En otro poema, la autora forma el símbolo del infinito en un sencillo caligrama utilizando tan sólo la reversible palabra «reconocer». En un plausible ejemplo de la interacción de las páginas pares con las impares, Díaz Benlliure exclama en un verso: hambres eternas globales jamás, y lo realza en negrita entre seis versos más que lo rodean repitiendo el mismo texto, ocupando la misma extensión y consecutivamente. Después, en la página siguiente, la autora utiliza ese mismo verso como leit motiv de una especie de rezo en el que reconoce el hambre y sus múltiples efectos.

No es fácil digerir ni descifrar la poesía que contiene este libro, exige un gran compromiso del lector activo, pues si se le concede una lectura subliminal, poco profunda, las letras no revelarán nunca su mensaje; es fácil perderse en su ausencia de signos o de artículos, en su ausencia de títulos o disparidad de voces, pero sin duda es un ejercicio arriesgado que no deja indiferente a los buenos lectores.

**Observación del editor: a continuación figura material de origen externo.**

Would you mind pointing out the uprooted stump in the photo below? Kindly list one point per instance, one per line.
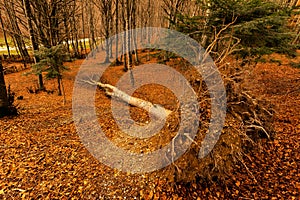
(248, 120)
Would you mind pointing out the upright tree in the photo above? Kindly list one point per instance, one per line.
(3, 93)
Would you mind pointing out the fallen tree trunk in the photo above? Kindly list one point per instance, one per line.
(153, 109)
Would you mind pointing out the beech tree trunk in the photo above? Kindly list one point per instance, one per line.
(153, 109)
(3, 93)
(34, 43)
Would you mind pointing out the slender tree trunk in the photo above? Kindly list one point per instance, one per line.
(34, 43)
(117, 31)
(3, 93)
(4, 35)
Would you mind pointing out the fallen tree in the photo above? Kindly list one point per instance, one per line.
(153, 109)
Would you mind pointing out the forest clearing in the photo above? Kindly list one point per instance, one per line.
(154, 99)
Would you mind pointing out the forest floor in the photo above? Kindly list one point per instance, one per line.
(42, 157)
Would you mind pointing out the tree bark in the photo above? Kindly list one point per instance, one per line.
(3, 93)
(34, 43)
(4, 35)
(153, 109)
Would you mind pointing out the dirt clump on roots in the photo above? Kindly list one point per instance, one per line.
(248, 120)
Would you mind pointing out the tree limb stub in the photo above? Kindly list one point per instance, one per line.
(153, 109)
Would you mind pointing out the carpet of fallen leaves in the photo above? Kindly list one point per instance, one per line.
(42, 157)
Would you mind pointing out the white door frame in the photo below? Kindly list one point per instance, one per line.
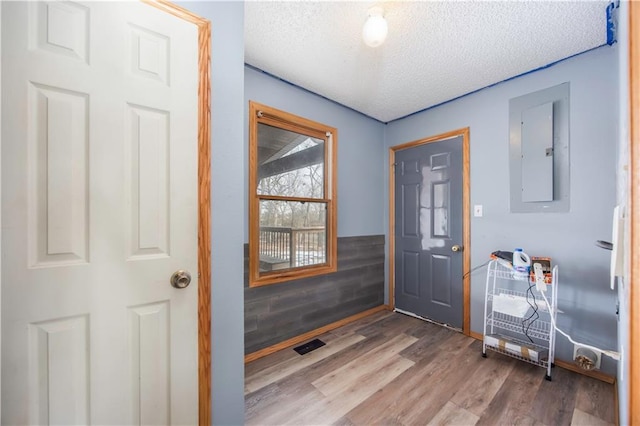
(466, 222)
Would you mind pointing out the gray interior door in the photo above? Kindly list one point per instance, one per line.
(428, 230)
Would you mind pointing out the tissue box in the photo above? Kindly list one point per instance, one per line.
(525, 350)
(545, 262)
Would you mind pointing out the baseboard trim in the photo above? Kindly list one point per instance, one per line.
(594, 374)
(477, 336)
(569, 366)
(311, 334)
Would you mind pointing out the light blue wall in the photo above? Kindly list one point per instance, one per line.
(227, 187)
(568, 238)
(360, 150)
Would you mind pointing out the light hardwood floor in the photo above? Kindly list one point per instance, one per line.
(393, 369)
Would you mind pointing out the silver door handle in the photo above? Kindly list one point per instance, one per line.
(180, 279)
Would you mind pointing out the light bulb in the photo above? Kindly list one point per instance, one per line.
(375, 28)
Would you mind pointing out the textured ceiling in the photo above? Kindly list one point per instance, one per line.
(435, 50)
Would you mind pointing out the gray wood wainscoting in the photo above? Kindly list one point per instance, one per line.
(277, 312)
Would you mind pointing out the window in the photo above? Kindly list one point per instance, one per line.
(292, 197)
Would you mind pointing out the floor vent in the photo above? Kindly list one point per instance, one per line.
(309, 346)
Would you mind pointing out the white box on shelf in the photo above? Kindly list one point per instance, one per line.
(524, 350)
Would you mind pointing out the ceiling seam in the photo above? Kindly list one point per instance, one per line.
(499, 82)
(543, 67)
(253, 67)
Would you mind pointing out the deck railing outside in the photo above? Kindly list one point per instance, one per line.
(282, 248)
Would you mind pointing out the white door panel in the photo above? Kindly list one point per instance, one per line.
(99, 199)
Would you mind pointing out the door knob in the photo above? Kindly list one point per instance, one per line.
(180, 279)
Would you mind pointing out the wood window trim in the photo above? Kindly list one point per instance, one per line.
(284, 120)
(204, 201)
(466, 222)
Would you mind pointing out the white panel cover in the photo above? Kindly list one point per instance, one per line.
(149, 180)
(58, 173)
(150, 380)
(59, 381)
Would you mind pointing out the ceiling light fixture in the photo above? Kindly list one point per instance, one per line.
(375, 29)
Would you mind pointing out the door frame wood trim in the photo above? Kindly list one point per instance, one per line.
(634, 215)
(466, 220)
(204, 202)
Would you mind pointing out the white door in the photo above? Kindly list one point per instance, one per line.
(99, 205)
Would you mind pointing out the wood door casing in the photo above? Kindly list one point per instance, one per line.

Amelia Díaz Benlliure, licenciada en Matemáticas y reconocida guerrera del mundo editorial, con este golpe sobre la mesa consigue ascender un peldaño más en su carrera como escritora, al defender dignamente una apuesta tan compleja que camina con extrema habilidad por las fronteras de la poesía social, poesía del silencio y poesía de la experiencia sin perder jamás el sello propio que la hace tan personal.

Marcelo Díaz nos concede en su epílogo una prórroga cual bis que continúa el poemario haciendo uso de una prosa poética —que aun sin ser demandada— nos flagela el corazón al terminar —tan brevemente— y privarnos para siempre de su discurso ornamental y neologista. Sin duda un broche de gala que cierra el conjunto dejando un buen sabor de boca, tanto, que algunos se preguntan —o nos preguntamos— desde ya, cuál será el próximo proyecto de la artista.